Eating a well-rounded diet means mixing up your source of protein, which comes with many health benefits. But how often do you add fish into your menu rotation? Aside from being full of healthy fats, vitamin B, and potassium, here’s another reason to add it to your diet—it may help reduce inflammation in the body and lower your risk of heart disease.
In a recent study published in Atherosclerosis, researchers looked at eicosapentaenoic acid (EPA), and docosahexaenoic acid (DHA), two types of omega-3 fatty acids found in fish and shellfish. Both EPA and DHA have previously been found to lower the risk of heart disease by reducing inflammation.
This is the first study to compare the effect of DHA and EPA on the ability of white blood cells to turn off inflammation and promote healing, Stefania Lamon-Fava, M.D., Ph.D., scientist on the Cardiovascular Nutrition Team at the Jean Mayer USDA Human Nutrition Research Center on Aging at Tufts University, told Runner’s World.

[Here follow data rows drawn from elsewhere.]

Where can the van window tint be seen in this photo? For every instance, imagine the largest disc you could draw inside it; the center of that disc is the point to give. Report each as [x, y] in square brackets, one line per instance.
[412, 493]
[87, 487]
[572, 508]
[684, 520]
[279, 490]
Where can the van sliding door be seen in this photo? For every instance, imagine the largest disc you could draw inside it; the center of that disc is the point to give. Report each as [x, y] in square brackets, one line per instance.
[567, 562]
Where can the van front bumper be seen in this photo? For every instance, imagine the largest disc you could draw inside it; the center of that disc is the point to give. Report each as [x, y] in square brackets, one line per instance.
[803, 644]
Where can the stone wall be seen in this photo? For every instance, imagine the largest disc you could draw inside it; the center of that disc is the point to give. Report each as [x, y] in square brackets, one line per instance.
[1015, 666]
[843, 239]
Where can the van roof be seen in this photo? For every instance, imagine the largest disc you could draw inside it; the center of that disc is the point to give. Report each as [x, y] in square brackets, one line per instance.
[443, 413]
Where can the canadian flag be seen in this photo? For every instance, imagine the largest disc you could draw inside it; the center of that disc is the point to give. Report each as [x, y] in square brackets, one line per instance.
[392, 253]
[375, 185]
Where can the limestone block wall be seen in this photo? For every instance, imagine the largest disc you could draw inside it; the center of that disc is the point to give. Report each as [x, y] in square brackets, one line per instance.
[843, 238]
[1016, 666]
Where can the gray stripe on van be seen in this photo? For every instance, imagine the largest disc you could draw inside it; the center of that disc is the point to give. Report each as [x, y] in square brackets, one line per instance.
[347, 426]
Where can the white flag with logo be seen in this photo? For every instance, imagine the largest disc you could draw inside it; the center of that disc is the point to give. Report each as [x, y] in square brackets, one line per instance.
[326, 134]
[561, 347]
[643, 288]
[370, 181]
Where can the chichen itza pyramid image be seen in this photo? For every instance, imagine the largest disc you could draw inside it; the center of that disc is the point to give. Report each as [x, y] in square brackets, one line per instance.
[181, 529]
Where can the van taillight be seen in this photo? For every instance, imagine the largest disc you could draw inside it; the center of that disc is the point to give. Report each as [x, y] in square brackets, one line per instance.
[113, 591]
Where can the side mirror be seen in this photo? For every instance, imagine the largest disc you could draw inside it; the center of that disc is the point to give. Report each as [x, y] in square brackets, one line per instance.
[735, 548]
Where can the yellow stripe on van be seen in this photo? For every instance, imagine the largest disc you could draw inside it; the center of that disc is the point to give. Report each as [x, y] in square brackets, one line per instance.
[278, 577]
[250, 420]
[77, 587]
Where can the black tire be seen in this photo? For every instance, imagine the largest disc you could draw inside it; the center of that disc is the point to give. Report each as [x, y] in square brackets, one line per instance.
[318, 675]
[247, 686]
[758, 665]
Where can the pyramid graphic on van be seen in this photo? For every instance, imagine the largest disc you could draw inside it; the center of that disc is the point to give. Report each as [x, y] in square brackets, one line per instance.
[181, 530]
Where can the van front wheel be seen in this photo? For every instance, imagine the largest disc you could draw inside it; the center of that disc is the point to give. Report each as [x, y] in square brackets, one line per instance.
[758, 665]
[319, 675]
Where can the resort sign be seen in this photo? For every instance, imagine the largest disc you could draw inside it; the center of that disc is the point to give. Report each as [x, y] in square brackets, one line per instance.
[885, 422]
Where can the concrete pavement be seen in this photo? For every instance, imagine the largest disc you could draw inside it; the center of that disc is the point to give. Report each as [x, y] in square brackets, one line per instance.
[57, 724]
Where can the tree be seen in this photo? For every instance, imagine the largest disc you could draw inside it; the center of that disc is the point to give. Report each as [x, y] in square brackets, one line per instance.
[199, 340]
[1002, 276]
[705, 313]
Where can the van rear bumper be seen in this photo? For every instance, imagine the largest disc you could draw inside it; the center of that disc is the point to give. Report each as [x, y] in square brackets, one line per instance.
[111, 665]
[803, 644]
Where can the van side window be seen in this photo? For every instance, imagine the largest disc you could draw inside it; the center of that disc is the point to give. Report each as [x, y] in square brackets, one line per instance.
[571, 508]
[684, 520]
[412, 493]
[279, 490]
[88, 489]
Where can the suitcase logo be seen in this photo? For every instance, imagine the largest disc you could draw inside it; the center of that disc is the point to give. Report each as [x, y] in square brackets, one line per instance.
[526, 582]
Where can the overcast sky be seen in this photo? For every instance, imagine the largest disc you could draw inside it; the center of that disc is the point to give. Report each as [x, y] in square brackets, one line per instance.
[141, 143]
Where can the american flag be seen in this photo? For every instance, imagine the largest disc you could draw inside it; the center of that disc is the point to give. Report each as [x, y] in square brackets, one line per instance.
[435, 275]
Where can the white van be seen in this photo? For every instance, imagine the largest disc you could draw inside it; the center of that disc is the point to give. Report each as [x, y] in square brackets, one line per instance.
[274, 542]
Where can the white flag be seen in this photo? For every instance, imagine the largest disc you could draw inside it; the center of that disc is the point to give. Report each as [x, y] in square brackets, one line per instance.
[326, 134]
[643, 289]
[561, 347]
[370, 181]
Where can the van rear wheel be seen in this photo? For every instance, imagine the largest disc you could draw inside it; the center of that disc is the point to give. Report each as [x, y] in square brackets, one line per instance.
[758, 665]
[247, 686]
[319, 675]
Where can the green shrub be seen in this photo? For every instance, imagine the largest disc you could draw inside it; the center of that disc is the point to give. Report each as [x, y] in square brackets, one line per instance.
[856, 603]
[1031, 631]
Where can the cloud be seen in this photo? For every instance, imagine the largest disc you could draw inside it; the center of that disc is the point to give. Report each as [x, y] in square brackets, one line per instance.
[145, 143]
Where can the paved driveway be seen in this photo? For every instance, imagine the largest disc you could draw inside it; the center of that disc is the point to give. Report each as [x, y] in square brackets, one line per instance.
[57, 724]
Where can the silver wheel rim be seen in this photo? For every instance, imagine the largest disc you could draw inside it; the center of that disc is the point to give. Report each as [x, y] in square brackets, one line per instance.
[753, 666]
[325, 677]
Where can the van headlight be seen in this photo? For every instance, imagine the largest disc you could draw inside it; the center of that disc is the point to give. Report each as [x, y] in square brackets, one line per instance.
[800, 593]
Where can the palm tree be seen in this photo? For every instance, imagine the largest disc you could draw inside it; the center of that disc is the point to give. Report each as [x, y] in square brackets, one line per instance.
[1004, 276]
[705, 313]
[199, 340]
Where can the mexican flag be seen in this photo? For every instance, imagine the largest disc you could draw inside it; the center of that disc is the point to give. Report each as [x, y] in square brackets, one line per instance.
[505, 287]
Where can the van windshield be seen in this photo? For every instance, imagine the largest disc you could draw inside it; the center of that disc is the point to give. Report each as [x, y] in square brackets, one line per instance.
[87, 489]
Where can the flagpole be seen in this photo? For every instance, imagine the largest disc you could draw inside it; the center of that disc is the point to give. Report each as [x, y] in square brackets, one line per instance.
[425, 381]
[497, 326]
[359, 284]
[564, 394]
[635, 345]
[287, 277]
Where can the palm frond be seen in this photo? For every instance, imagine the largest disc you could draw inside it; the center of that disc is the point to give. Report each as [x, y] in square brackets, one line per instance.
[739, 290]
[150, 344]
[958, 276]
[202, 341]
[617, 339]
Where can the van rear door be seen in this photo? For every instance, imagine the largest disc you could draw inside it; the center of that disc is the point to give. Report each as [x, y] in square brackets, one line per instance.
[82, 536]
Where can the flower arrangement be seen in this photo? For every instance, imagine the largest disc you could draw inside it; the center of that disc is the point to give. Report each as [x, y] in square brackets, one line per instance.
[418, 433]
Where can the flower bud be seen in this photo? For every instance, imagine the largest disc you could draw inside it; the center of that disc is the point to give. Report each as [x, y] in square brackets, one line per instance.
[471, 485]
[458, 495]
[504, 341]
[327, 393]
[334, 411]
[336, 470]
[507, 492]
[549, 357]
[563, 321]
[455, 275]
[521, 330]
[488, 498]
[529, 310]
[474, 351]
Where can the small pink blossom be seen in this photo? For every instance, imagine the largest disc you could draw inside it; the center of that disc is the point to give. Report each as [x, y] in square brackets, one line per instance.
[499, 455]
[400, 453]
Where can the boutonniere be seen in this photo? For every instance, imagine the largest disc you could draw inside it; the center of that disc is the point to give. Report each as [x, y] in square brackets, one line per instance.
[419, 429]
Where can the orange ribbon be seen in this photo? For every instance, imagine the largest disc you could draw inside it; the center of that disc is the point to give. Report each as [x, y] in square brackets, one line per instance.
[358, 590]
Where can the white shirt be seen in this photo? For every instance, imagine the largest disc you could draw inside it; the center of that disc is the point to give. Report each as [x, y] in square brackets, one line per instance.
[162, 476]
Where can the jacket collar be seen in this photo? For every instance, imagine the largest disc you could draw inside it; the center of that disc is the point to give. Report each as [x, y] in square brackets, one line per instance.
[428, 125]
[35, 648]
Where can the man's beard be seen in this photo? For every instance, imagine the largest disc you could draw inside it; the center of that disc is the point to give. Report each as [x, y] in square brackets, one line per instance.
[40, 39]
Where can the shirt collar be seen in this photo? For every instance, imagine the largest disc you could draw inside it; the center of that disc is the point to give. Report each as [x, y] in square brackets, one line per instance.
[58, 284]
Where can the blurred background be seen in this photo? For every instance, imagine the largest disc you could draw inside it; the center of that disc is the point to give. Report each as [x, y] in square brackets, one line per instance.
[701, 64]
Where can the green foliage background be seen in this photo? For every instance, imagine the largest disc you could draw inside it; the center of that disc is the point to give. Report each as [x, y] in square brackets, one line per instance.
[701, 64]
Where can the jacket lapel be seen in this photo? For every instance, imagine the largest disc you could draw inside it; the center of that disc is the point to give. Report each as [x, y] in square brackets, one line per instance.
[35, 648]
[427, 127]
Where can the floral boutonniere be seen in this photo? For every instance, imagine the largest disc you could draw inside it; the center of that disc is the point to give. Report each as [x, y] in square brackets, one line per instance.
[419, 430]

During the 34-week trial, a small group of people first consumed 3 grams of sunflower oil daily (which doesn’t contain omega-3s) for a baseline comparison. Then participants were given fish oil supplements either containing EPA or DHA twice a day, which they took for 10 weeks, with a 10-week period between where they didn’t take a supplement. The EPA and DHA supplements were prepared by a company that specializes in the preparation of fish oil, using sardines from fish farms off the Pacific coast.
Results showed that those taking supplements that contained omega-3s saw lower inflammation, but with slightly different results.
Both EPA and DHA reduce the production of pro-inflammatory proteins by circulating white blood cells, with DHA being more effective in that regard than EPA. However, EPA, but not DHA, was found to activate proteins and cells that are involved in the healing process. Therefore, the balance of anti-inflammation and healing is better achieved with EPA than DHA, Lamon-Fava said.
Currently, the American Heart Association (AHA) and the Dietary Guidelines for Americans suggest two fish meals (4 ounces per serving) per week. However, this study was conducted with doses higher than what can be achieved by two fish meals per week, so in order to see results, supplementation may be needed, Lamon-Fava said.
“Inflammation is the root cause of many chronic diseases, including cardiovascular disease,” Lamon-Fava said. By reducing inflammation, in this case via the omega-3s in fish oil supplements, the progression of cardiovascular disease can be slowed down and, in some cases, reversed.
Bottom line: There is no set recommendation for the amount of EPA or DHA you should have in a day, according to the National Institute of Health, but it is recommended males consume 1.6 grams and females 1.1 grams of omega-3s daily. While you can get these benefits if your diet meets the weekly fish intake recommendations set by the AHA, many runners may find their diet lacking. So, you may want to consider talking to your doctor about supplementing your omega-3 intake with fish oil to boost your heart health.